Who are these Oligarchs?

In the 1990s, during the Yeltsin government, a new class of politically well-connected young men earned billions by using the arbitrage of natural resources between the former Soviet-era low price and international high price; later stashing the money into Swiss bank accounts rather than investing in the domestic market.

They were the first generation oligarchs, who were hardly popular or welcomed by the common Russian population. They manipulated the privatisation process to amass enough fortune to influence the existing political institutions and economic policies.

However, after the 1998 Russian financial crisis, most of the oligarchs, who relied on the financial institutions, were hit hard, and later, in the early 2000s, they met the stalwart roadblock - Vladimir Putin.

Russia’s wealth is even more concentrated in the hands of a few people today than it was when Putin took power. The 500 Russians with a net worth of more than US $100 million control 40 per cent of the country’s household wealth, making them richer than their international counterparts.

Virtually, all their wealth came from the seizure of Russia's raw material assets, which until 1992 had been owned and managed by the state.

An oligarch's success, in other words, almost always depended on his connections to the government officials in charge of privatising the country's rich energy and mineral deposits, as well as on his ability to outmanoeuvre or intimidate rivals.

How Putin controls the oligarchs

One of Vladimir Putin’s primary objectives on assuming power was to re-establish the authority of the Russian state, which had been severely weakened from the late 1980s on, and, in particular, to strengthen the presidency vis-à-vis the other major institutions and actors in the political system.

Since the 2000s, Putin, his KGB colleagues, businessmen and mobsters pieced together a croony system where the oligarchs thrive at the common Russians’ expense.

Putin already controlled the FSB and soon Russia’s legislative body, the Duma, when he consolidated his power using the KGB men as a counterweight to Yeltsin’s oligarchs.

Several of them created media empires of television stations, newspapers, and magazines and used these outlets to attack not only each other but also Putin, particularly for his policies in Chechnya and his response to the 2000 sinking of a nuclear-powered submarine in the Barents Sea.

Putin curtailed the Yeltsin-era oligarchs, first by seizing the media outlets, and later by taking down the biggest of all them, Mikhail Khodorkovsky, by confiscating the Yukos Oil Company.

He created a new, loyal batch of oligarchs, who relied on his whims to stay afloat. Some of them had been taught a lesson for not complying with his wishes, like Sergei Pugachev or Mikhail Khordovosky.

Why is the global community putting pressure on the oligarchs?

Starting from 2018, the West has been on their feet to put sanctions on the oligarchs. Proximity to Putin, which used to be considered most important for capital growth in the Russian oligarchic system, became a potential risk as ten oligarchs were targeted.

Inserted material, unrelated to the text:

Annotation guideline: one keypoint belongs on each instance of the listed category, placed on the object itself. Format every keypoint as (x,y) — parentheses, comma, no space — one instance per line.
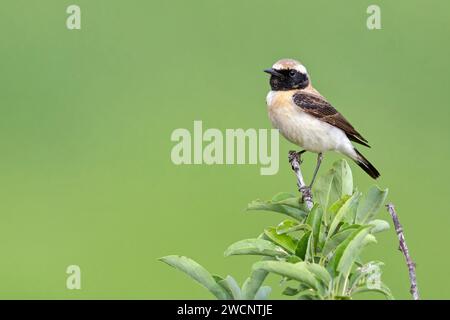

“Elites close to Putin continue to leverage their proximity to the Russian President to pillage the Russian state, enrich themselves, and elevate their family members into some of the highest positions of power in the country at the expense of the Russian people," the US Department of the Treasury said in a statement on March 2.

Dmitry Peskov, Mr Putin's press secretary, is among those targeted in the latest blockade along with 19 other oligarchs and 47 of their family members.

The US and the EU have put sanctions on them. Financial institutions in jurisdictions where there are no sanctions, such as the United Arab Emirates, are following the lead of the US and European Union and freezing accounts held by Russians.

Some Caribbean countries, where Russian-controlled entities have domiciled offshore businesses for secrecy, will no longer serve as corporate secretaries for such entities, leaving many of them unable to operate.

Sanctions would prove effective by constraining the ability of these players to conduct business abroad, keep assets in secure banks and open accounts in reputable Western institutions, and therefore, be a lethal blow to the Russian president.

Now it needs to be observed to which extent the cronies of Putin share the punishment, and if the sanctions work on them.